The husband sings to his wife the verses from Proverbs 31:10-31, extolling her virtues and declaring his love and appreciation. Although this has fallen into some disuse and has come under considerable attack content-wise, it can be a quite significant and beautiful ritual.

Kiddush--Sanctification

This is recited over a full (brimming) large cup of wine. The wine symbolizes joy and the full cup symbolizes overflowing joy and bounty. On Shabbat there should be nothing missing from total physical and spiritual completion. Kiddush may be recited and drunk while (a) standing, (b) sitting, or (c) standing while reciting and sitting while drinking. There are a number of variations for holding the cup. Of particular note: place the cup in the palm of the right hand with the five fingers curled upward holding it. This symbolizes the five-petaled rose, the symbol of perfection, of longing for God (the petals reach upward), of the people of Israel.

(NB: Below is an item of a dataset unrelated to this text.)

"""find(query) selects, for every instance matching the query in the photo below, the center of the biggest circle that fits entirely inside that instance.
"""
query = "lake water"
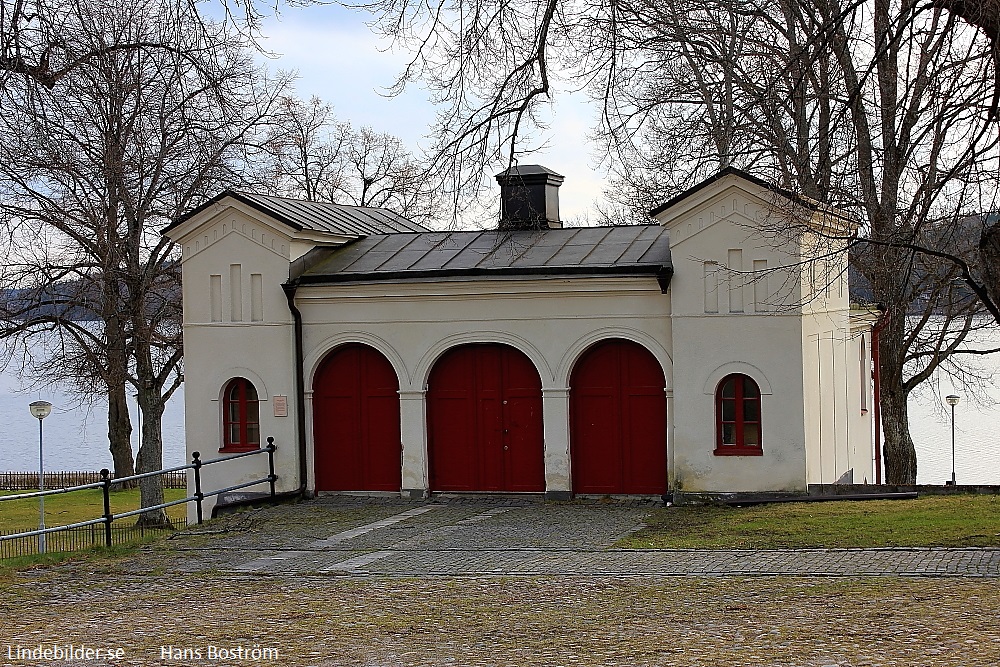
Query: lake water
(76, 437)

The text of the kiddush can be found in the siddur. The first half is an account of the completion of creation on the seventh day (Genesis 1:31-2:1-3). The introductory phrase va-y'hi erev va-y'hi voker--"and there was evening and there was morning"--is said in a low tone. This allows the emphasis to fall on the first four words of kiddush: "?yom ha-shishi. Va-y'khulu ha-shamayim--"the sixth day. The heaven and the earth were finished"--the first letters of which form the Tetragrammaton, the holy four-letter Name of God.

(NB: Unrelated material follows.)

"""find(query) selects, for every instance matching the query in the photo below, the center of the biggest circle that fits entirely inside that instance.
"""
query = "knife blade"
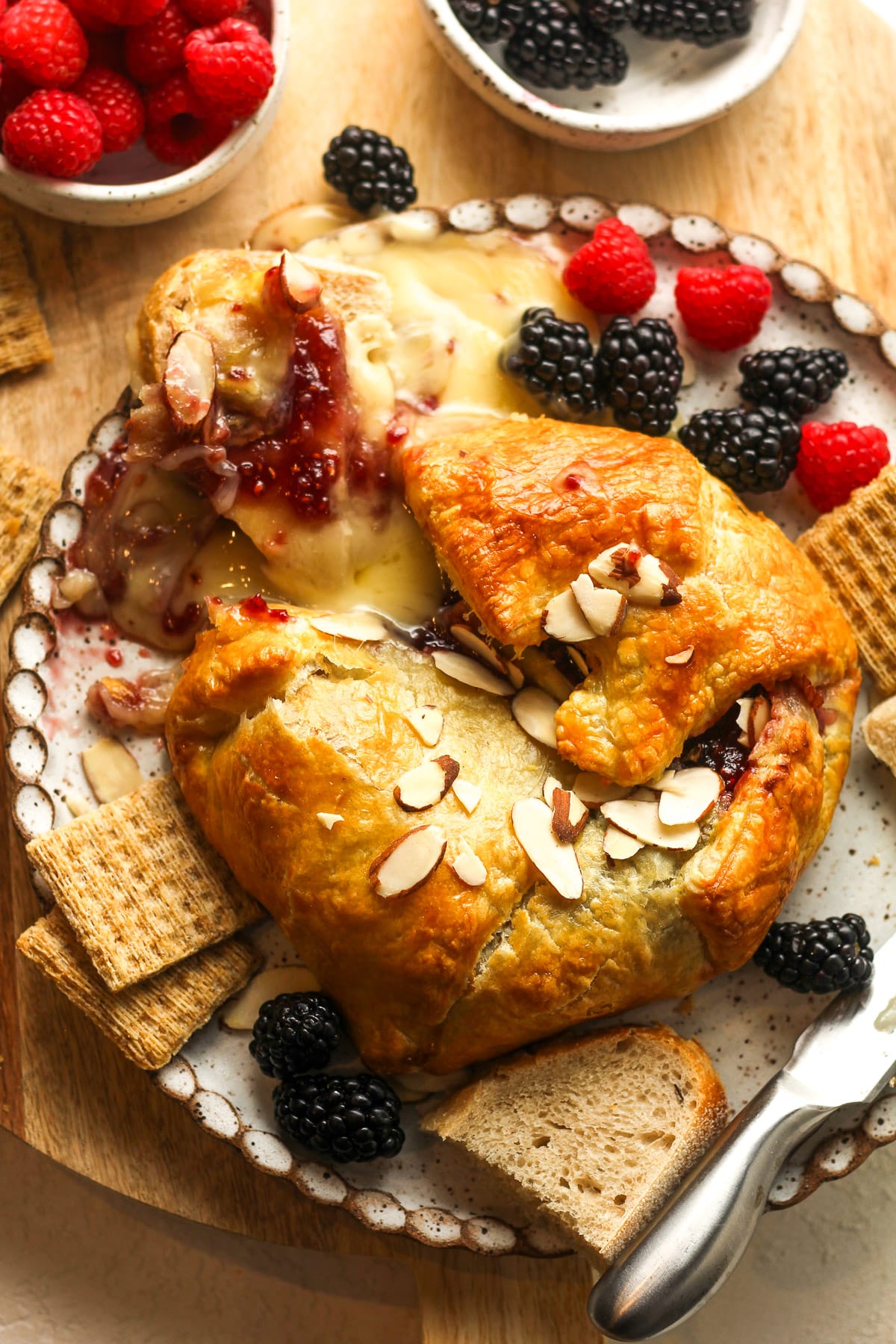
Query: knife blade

After this we recite the blessing over the wine.

The second half of the kiddush recalls both the creation and the exodus from Egypt, the paradigm for all physical and spiritual redemptions and rebirths, and concludes with the blessing on the sanctification of the Shabbat. If wine is not available, the kiddush can be recited over the twin hallot [braided breads]. Simply substitute the blessing over the bread for the one over the wine.

Challah

Following the kiddush, the hands should be washed in the ritually prescribed manner. When everyone is reseated, the hallah cover is removed from the hallot [two loaves of braided bread, in memory of the double portion of manna received by the Israelites in the wilderness], and ha-Motsi--the blessing over the bread--is recited. The hallah is then cut or broken, and distributed to each person.

The First Meal--Zemirot

It is a mitzvah to eat three meals on Shabbat: one on Friday night, one on Saturday after the morning service, and one late Saturday afternoon before Shabbat ends. The first meal is a large one, with many courses. Before partaking of each course, some people say, "Likh'vod ha-Shabbat"--for the honor of Shabbat--as a kavvanah, intention, to the act of eating. During and after the meal, traditional songs--zemirot--are sung. Some of these may be found in the siddur. These zemirot for Friday night are quite beautiful, and while reflecting the mood and feeling of Shabbat, also add an important element to the setting. Sing a lot. Sing other songs (Hebrew, Yiddish, English) as well, if they fit in and contribute to the Shabbat mood. The zemirot on Friday night are generally in 3/4 time--the grand waltz. Following the meal is the Birkat ha-Mazon (Grace after Meals) with the special additions for Shabbat.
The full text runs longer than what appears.